Freak Wind Causes Commercial Jets To Travel Faster Than The Speed Of Sound Over The Atlantic

Over the past weekend, a significant jet stream developed over the mid-Atlantic region, causing a remarkable phenomenon: propelling specific eastbound commercial flights to speeds surpassing the sound barrier. One Virgin Atlantic flight, departing from Washington Dulles International Airport to London’s Heathrow Airport, achieved a ground speed of 802 miles per hour, landing 45 minutes earlier than scheduled.

In total, three commercial jetliners experienced extraordinary speeds within the jet stream, which reached a staggering 265 mph, far exceeding the average jet stream speed of about 110 mph.

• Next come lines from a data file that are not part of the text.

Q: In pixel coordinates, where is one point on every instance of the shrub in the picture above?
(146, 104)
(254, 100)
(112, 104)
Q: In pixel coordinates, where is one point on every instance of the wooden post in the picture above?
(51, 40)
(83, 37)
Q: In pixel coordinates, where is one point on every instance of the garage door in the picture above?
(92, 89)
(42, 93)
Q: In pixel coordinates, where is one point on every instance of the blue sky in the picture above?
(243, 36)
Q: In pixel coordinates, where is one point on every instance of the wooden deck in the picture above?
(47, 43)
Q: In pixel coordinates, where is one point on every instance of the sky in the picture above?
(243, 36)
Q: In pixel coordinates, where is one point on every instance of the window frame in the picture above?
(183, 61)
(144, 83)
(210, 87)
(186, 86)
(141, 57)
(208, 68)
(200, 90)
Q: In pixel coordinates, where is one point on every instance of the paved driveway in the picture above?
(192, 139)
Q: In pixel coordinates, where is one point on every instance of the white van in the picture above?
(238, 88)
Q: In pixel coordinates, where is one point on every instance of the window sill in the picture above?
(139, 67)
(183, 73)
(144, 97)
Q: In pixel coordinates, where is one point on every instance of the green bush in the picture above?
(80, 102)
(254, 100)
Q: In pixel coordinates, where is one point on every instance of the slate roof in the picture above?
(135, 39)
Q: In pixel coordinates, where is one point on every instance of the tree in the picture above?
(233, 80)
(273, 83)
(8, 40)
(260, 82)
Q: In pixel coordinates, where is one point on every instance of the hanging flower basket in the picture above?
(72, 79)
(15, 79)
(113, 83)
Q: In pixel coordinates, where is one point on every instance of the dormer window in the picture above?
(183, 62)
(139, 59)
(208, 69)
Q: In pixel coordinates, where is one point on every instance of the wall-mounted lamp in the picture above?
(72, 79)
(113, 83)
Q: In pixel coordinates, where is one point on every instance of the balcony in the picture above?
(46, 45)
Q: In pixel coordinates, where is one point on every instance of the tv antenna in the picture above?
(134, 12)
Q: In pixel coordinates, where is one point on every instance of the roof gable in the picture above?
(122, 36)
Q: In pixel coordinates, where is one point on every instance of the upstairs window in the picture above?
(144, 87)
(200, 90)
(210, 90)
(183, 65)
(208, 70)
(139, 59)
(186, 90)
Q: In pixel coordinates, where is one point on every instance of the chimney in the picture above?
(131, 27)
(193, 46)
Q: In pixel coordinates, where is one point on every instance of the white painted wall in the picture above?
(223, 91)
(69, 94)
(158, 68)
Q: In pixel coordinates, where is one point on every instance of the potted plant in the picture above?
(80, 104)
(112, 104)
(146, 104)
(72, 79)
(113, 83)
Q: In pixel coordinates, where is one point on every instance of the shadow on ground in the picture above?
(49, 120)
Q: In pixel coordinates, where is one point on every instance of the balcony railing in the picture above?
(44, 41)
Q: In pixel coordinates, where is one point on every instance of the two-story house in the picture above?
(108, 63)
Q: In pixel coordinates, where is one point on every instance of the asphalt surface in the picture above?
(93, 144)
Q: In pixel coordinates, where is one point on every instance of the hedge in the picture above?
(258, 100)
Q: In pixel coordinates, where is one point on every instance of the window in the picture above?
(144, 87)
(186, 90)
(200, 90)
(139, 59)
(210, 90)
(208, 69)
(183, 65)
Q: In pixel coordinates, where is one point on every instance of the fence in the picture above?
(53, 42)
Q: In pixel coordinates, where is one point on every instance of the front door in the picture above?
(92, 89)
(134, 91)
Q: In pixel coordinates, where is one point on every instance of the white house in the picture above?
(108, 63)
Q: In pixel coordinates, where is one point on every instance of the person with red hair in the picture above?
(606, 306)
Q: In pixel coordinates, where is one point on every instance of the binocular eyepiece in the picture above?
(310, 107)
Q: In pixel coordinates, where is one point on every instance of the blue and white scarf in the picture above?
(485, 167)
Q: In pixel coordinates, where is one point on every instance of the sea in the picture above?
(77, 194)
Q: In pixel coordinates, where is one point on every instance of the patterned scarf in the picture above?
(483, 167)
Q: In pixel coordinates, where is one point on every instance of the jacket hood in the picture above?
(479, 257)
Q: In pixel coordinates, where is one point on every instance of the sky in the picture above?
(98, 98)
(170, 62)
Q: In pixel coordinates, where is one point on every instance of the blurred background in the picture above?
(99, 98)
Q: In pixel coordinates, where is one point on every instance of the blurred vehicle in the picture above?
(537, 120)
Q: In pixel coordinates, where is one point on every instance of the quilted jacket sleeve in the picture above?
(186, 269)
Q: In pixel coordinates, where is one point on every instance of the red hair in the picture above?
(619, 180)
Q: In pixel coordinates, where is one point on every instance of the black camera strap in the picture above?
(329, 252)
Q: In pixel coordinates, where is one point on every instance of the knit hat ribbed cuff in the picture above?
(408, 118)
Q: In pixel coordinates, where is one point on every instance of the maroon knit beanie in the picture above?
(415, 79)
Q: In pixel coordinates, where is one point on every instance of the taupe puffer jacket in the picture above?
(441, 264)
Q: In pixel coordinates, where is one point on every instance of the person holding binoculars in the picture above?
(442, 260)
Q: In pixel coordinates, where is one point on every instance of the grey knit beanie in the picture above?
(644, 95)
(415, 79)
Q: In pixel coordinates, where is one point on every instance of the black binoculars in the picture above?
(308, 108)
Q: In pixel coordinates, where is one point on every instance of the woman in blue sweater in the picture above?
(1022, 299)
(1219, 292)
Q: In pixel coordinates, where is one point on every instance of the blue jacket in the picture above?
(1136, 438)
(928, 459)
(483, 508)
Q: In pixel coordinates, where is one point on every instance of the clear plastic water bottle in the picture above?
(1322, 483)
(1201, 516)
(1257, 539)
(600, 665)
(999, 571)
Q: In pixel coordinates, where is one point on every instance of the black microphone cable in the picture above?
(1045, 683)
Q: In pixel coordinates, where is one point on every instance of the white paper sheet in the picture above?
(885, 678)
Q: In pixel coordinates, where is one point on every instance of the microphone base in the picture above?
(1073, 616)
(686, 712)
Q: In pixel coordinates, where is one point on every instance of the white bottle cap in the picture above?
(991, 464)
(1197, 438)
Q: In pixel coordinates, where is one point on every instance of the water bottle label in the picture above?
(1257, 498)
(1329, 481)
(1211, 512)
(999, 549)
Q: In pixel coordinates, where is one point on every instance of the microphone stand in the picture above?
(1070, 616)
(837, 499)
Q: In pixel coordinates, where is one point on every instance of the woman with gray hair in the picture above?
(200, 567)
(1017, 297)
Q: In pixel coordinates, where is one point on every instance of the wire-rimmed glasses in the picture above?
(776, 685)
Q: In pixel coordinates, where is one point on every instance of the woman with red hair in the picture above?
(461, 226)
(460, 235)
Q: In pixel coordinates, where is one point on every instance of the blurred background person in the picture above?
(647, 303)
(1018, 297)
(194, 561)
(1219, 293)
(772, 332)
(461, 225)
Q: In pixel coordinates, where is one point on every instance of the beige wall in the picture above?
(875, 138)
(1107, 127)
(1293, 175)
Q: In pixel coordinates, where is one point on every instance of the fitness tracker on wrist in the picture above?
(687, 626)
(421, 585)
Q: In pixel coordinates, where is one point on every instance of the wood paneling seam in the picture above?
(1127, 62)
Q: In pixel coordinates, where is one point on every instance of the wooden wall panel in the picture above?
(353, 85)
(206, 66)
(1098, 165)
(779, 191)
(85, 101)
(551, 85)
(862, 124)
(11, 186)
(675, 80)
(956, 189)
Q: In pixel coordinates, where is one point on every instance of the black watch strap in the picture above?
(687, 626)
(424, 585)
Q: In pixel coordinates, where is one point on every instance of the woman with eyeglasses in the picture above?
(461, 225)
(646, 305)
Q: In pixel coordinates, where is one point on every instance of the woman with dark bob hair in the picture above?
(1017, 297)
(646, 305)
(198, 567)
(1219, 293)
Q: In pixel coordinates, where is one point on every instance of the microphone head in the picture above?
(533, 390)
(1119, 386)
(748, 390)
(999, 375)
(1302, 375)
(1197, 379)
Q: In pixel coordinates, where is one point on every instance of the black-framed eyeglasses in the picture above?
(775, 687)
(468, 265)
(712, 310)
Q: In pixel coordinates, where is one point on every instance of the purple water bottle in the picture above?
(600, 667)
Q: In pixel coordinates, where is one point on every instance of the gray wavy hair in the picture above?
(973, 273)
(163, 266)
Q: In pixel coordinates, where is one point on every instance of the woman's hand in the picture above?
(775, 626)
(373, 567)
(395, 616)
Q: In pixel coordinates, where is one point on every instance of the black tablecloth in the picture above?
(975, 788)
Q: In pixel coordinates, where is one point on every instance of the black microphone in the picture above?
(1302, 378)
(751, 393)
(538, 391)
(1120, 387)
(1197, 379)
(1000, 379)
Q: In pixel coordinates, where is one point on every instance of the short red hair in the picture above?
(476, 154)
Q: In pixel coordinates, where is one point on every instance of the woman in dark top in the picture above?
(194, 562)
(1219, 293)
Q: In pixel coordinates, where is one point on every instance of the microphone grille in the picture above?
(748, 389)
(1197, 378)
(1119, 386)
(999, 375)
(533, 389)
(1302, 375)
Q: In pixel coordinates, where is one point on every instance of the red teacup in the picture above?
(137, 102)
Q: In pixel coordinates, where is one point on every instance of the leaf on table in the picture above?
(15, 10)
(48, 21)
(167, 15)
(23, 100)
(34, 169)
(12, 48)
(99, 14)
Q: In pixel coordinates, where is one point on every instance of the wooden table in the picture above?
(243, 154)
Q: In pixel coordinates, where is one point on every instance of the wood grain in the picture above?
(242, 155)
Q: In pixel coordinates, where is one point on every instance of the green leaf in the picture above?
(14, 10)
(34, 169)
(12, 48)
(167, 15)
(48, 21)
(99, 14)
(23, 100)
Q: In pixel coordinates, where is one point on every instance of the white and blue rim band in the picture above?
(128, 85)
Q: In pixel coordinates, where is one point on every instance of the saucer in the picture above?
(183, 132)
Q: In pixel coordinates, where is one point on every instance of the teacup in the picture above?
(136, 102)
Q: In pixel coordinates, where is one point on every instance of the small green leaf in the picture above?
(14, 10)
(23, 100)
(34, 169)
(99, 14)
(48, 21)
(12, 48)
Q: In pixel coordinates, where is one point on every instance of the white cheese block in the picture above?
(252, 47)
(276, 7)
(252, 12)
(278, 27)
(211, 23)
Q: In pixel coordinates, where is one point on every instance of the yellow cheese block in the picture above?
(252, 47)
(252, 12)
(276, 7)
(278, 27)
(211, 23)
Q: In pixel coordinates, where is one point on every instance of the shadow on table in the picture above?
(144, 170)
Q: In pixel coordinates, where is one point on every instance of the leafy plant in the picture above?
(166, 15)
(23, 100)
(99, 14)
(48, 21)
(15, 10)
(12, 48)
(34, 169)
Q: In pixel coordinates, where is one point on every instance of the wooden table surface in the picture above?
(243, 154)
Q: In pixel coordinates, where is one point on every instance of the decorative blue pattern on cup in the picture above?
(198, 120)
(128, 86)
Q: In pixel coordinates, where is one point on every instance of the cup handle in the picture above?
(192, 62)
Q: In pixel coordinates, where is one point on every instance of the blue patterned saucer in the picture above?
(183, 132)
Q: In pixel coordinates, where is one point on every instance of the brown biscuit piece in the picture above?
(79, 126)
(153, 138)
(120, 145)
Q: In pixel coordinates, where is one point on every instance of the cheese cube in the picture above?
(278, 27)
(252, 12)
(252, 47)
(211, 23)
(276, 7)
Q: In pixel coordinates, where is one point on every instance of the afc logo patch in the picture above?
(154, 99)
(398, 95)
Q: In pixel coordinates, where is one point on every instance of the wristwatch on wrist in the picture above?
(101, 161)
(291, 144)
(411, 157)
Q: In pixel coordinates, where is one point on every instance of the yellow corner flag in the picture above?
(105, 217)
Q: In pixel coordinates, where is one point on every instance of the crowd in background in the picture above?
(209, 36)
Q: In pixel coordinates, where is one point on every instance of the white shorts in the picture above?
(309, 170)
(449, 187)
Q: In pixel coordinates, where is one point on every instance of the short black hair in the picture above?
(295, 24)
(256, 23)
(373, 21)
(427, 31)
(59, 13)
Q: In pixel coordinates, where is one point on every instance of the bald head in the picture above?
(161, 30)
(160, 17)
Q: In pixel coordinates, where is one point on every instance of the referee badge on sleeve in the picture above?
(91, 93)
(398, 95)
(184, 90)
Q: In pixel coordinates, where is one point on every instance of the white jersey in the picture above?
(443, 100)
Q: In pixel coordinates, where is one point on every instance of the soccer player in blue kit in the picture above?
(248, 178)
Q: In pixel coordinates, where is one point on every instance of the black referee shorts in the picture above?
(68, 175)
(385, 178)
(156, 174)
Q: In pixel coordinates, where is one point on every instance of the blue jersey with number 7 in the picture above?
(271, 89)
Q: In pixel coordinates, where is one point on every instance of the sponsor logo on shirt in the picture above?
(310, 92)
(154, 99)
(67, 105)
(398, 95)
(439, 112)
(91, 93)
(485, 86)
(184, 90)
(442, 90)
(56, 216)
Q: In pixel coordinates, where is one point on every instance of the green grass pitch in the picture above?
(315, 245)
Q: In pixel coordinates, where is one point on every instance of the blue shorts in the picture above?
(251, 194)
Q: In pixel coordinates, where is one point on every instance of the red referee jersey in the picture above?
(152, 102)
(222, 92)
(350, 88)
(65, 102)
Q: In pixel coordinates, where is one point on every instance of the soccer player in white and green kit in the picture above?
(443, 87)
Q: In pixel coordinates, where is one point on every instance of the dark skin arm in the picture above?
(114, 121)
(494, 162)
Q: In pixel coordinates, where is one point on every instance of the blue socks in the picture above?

Despite traveling faster than the speed of sound relative to the ground, the planes did not break the sound barrier because they were moving within the jet stream’s flow, rather than traveling 767 mph faster than the surrounding air. This remarkable jet stream formation was attributed to the contrast between super-cold temperatures in the Northeast and warmer air in the South.

The juxtaposition of these temperature extremes created a crosswind effect that mitigated snowfall in the DC area, diverting the weather system that affected states to the north twice in one week. The National Weather Service’s Baltimore-Washington update account noted that the winds associated with this jet stream were the second-highest ever observed since records began being kept in the mid-20th century. The NWS warned eastbound travelers of significant tailwinds associated with the jet stream.

“For those flying eastbound in this jet,” the NWS account warned, “there will be quite a tail wind.”

While there have been no reports of issues experienced by flights flying west during this phenomenon, it’s common knowledge in aviation that flying against jet streams can result in longer flight times, increased fuel consumption, and turbulence. Meteorologist Lisa Green emphasized this point, noting that the jet stream’s effects were not universally beneficial and could present challenges for aircraft traveling in the opposite direction.

“Great for flight if it’s at your tail,” meteorologist Lisa Green tweeted. “Not so great, otherwise!”

Overall, this event underscored the dynamic relationship between atmospheric conditions and aviation, highlighting how natural phenomena such as jet streams can significantly impact flight operations and travel experiences.